Inferential statistics (e.g., P values or confidence intervals) were not reported, as their use would imply comparative inference not supported by the underlying evidence structure.
Narrative synthesis followed the principles of the Synthesis Without Meta-analysis (SWiM) framework, emphasizing transparent grouping of outcomes and structured presentation of results.
Results
Study Selection
The systematic search yielded 152 records, including 136 identified through electronic databases and 16 through manual reference screening. Following the removal of 39 duplicates, 113 records underwent title and abstract screening, resulting in the exclusion of 49 records. Sixty-four full-text articles were subsequently assessed for eligibility, of which 45 were excluded based on prespecified criteria. Nineteen studies were ultimately included in the qualitative synthesis, comprising three observational cohort studies and sixteen case reports or small case series. The study selection process is summarized in Figure 1, which presents the PRISMA 2020 flow diagram.
Preferred Reporting Items for Systematic Reviews and Meta-Analyses (PRISMA) 2020 flow diagram of the study selectionA total of 152 identified; 39 duplicates removed; 113 screened; 49 excluded; 64 full texts assessed; 45 excluded; 19 included.152 identified; 39 duplicates removed; 113 screened; 49 excluded; 64 full texts assessed; 45 excluded; 19 included.
Given the heterogeneity of study designs, methodological quality was appraised using design-appropriate tools: randomized trials, when present, were assessed with the Cochrane Risk of Bias 2 (RoB-2) tool; observational cohort studies with the Newcastle-Ottawa Scale; and case reports or case series with the CARE (CAse REport) checklist. All quality assessments were performed independently by two reviewers, with discrepancies resolved by consensus.
Where demographic data were reported, patients ranged from early adulthood to the eighth decade of life, with an approximately balanced sex distribution; however, inconsistent reporting limited meaningful aggregation. Baseline platelet counts and perioperative optimization strategies varied according to surgical urgency.
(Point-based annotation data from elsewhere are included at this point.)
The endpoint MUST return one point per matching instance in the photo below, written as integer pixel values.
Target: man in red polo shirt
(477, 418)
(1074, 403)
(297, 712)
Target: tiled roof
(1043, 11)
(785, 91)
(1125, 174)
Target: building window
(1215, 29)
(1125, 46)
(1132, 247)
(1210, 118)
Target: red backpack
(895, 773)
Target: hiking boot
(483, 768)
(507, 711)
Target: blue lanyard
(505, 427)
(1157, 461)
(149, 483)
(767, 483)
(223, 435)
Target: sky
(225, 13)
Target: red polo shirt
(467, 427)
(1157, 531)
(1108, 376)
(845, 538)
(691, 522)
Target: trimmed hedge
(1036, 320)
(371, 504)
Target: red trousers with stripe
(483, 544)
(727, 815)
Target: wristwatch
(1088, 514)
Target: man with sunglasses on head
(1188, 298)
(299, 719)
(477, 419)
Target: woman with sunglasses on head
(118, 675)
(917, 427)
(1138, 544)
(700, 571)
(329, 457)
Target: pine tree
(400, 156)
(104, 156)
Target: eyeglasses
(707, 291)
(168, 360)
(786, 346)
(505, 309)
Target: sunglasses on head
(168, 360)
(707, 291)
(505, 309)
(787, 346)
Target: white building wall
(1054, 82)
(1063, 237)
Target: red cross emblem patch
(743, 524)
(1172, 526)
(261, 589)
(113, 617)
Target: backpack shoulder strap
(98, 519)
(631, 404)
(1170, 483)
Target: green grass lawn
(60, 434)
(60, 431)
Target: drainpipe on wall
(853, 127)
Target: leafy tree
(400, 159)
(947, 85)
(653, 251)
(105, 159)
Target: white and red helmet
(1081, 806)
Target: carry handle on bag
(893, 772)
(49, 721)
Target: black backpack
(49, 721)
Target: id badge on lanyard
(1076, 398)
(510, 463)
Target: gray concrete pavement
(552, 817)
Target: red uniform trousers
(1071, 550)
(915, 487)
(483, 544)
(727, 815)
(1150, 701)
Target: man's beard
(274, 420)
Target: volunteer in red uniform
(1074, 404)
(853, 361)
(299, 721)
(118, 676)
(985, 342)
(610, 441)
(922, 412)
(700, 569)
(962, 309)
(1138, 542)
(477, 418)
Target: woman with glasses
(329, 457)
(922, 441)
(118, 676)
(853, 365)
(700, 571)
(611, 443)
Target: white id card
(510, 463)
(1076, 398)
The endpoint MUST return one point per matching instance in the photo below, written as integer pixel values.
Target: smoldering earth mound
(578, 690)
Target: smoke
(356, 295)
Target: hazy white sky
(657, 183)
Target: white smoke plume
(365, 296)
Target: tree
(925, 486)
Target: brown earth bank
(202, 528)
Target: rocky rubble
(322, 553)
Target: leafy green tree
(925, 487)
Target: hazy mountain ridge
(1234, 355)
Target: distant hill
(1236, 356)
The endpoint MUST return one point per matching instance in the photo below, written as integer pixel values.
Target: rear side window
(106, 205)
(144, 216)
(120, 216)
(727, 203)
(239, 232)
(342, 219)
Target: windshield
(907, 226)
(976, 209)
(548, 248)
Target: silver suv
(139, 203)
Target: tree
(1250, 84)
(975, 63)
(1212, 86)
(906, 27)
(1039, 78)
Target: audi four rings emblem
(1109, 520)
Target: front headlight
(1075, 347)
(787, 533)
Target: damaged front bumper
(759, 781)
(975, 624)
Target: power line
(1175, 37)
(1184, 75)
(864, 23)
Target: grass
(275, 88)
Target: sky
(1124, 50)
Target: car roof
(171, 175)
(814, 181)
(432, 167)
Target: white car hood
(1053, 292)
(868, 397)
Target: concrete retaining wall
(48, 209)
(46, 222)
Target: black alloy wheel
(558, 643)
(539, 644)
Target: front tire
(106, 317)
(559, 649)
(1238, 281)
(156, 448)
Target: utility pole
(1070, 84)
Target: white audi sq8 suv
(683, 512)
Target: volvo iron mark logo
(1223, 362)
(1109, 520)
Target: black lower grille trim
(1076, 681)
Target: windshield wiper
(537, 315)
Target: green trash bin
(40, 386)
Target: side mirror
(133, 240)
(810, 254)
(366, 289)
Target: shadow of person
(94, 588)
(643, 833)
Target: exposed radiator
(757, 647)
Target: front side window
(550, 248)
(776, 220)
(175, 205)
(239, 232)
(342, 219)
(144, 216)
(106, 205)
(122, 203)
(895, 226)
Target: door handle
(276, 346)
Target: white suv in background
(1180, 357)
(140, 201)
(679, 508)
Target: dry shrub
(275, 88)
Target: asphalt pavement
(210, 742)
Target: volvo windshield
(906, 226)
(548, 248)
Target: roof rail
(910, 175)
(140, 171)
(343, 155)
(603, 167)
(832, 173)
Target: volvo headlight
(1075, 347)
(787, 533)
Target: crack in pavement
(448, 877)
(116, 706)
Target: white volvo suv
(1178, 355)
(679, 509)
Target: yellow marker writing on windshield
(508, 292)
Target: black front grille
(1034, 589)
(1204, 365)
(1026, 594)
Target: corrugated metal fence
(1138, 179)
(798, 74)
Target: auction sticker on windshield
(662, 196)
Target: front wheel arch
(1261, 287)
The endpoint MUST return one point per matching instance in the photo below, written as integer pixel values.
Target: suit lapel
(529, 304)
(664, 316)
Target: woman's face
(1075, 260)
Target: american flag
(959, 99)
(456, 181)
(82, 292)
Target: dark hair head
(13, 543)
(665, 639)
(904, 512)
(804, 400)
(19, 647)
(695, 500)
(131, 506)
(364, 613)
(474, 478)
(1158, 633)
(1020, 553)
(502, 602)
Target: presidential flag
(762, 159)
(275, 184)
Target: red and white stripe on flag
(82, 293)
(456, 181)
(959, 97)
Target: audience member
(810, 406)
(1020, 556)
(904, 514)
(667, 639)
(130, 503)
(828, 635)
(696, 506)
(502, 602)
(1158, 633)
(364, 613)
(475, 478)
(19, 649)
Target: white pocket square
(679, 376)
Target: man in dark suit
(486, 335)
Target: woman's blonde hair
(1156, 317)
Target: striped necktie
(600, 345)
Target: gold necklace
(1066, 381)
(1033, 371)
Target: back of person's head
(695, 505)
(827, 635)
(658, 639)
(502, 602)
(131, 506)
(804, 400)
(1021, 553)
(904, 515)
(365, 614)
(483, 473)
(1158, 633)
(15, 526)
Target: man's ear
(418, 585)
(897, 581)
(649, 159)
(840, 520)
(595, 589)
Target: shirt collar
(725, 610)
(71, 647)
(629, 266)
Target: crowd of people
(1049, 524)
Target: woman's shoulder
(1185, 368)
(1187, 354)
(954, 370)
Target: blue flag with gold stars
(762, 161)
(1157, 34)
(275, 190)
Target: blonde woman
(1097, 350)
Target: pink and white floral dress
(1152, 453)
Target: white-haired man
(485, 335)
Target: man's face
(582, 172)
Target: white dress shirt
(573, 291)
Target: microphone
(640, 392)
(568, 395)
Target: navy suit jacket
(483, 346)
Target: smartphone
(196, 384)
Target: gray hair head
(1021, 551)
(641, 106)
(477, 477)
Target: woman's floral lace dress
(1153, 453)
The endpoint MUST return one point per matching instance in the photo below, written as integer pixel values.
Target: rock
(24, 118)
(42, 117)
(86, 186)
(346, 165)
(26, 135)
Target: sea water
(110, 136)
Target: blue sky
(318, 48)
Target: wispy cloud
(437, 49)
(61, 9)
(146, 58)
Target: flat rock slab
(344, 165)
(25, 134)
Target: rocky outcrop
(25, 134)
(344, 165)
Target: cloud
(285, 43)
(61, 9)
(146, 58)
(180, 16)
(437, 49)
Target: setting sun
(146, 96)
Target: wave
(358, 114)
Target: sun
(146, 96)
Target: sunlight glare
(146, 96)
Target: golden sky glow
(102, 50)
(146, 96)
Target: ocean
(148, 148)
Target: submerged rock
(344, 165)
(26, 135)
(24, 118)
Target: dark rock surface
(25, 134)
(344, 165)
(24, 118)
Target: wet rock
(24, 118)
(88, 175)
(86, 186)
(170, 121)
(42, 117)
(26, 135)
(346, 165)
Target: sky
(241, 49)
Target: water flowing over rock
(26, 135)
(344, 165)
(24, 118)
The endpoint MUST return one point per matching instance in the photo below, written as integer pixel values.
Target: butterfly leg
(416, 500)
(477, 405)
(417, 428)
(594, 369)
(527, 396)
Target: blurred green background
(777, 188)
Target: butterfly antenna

Urgent or emergent cases more frequently involved severe thrombocytopenia, often below 30 × 10⁹/L, with minimal opportunity for staged preoperative augmentation, whereas elective cases more commonly described planned optimization to platelet counts in the 30-50 × 10⁹/L range. Across studies, platelet thresholds guiding immunomodulatory therapy or transfusion, perioperative platelet nadirs, and longitudinal platelet trajectories were inconsistently documented and appeared highly institution- or clinician-dependent. Included reports originated from multiple geographic regions and spanned the late 1990s through 2025, reflecting temporal evolution in surgical techniques, transfusion practices, and anticoagulation strategies.
Study Characteristics
The included studies comprised approximately 74 adults with ITP undergoing cardiac surgery, the majority presenting with severe thrombocytopenia (platelet count <50 × 10⁹/L). Reported procedures encompassed coronary artery bypass grafting, valve surgery, aortic root and ascending aortic operations, as well as combined and complex interventions, performed across elective, urgent, and emergent settings. Given the substantial heterogeneity in study designs, patient characteristics, and clinical contexts, the principal features of the included populations and interventions are systematically summarized in Table 1, providing a structured framework for interpretation of subsequent management strategies and outcome patterns.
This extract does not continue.